Location
- Country: United States
- State: Oregon
- County: Baker, Grant, Malheur, and Harney

Physical characteristics
- Source: Bullrun Rock
- • location: Monument Rock Wilderness, Wallowa–Whitman National Forest, Baker County, Blue Mountains
- • coordinates: 44°20′02″N 118°19′47″W﻿ / ﻿44.33389°N 118.32972°W
- • elevation: 7,138 ft (2,176 m)
- Mouth: North Fork Malheur River
- • location: Horse Flat, Harney County
- • coordinates: 44°01′08″N 118°15′32″W﻿ / ﻿44.01889°N 118.25889°W
- • elevation: 3,678 ft (1,121 m)
- Length: 31 mi (50 km)
- Basin size: 135 sq mi (350 km^{2})
- • average: 18 cu ft/s (0.51 m^{3}/s)

= Little Malheur River =

The Little Malheur River is a 31 mi tributary of the North Fork Malheur River in the eastern part of the U.S. state of Oregon. Beginning on the flanks of Bullrun Rock in the Monument Rock Wilderness of the Blue Mountains, the river flows generally south through parts of two national forests, Wallowa–Whitman and Malheur to meet the North Fork at Horse Flat, north of Juntura.

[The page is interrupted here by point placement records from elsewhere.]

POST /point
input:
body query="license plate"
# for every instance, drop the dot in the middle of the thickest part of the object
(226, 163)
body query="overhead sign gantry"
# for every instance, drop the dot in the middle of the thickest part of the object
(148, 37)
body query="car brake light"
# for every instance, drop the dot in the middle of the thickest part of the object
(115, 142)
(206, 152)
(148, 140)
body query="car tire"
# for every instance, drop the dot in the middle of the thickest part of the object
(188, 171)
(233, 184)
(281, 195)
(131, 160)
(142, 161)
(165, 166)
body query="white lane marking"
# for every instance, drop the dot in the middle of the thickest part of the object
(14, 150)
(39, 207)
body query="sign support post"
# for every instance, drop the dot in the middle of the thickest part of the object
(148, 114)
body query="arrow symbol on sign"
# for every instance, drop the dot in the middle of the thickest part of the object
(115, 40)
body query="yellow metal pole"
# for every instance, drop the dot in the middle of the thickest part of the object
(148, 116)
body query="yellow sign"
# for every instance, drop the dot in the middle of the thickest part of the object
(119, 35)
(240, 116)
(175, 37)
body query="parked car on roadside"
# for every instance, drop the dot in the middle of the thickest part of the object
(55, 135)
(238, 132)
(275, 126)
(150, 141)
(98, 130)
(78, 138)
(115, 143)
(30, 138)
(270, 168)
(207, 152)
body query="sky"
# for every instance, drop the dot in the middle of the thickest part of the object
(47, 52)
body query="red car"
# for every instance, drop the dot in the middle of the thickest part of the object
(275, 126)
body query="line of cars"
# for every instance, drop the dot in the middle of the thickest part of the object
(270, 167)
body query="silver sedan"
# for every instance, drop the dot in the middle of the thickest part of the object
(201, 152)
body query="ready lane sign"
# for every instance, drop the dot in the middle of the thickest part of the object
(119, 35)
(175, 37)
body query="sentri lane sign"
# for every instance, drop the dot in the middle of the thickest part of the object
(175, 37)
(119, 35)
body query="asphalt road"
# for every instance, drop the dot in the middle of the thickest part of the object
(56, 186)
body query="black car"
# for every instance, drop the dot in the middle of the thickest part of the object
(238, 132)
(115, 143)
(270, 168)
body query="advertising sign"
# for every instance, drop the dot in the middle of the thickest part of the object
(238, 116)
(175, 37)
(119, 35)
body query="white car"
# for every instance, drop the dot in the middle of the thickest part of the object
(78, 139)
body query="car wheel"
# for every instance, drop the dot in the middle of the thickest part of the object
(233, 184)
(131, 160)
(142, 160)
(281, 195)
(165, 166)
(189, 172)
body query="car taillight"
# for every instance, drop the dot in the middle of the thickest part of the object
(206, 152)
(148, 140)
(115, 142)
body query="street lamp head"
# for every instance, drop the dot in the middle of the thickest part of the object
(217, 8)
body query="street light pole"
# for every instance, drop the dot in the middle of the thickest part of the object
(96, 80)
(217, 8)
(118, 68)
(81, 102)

Despite its short length, it flows through parts of four counties, listed from source to mouth: Baker, Grant, Malheur, and Harney.

In 2002, fire burned much of the forest along the canyon of the upper river. The Little Malheur Trail, maintained by the United States Forest Service, follows the river for about 7 mi through the wildfire area.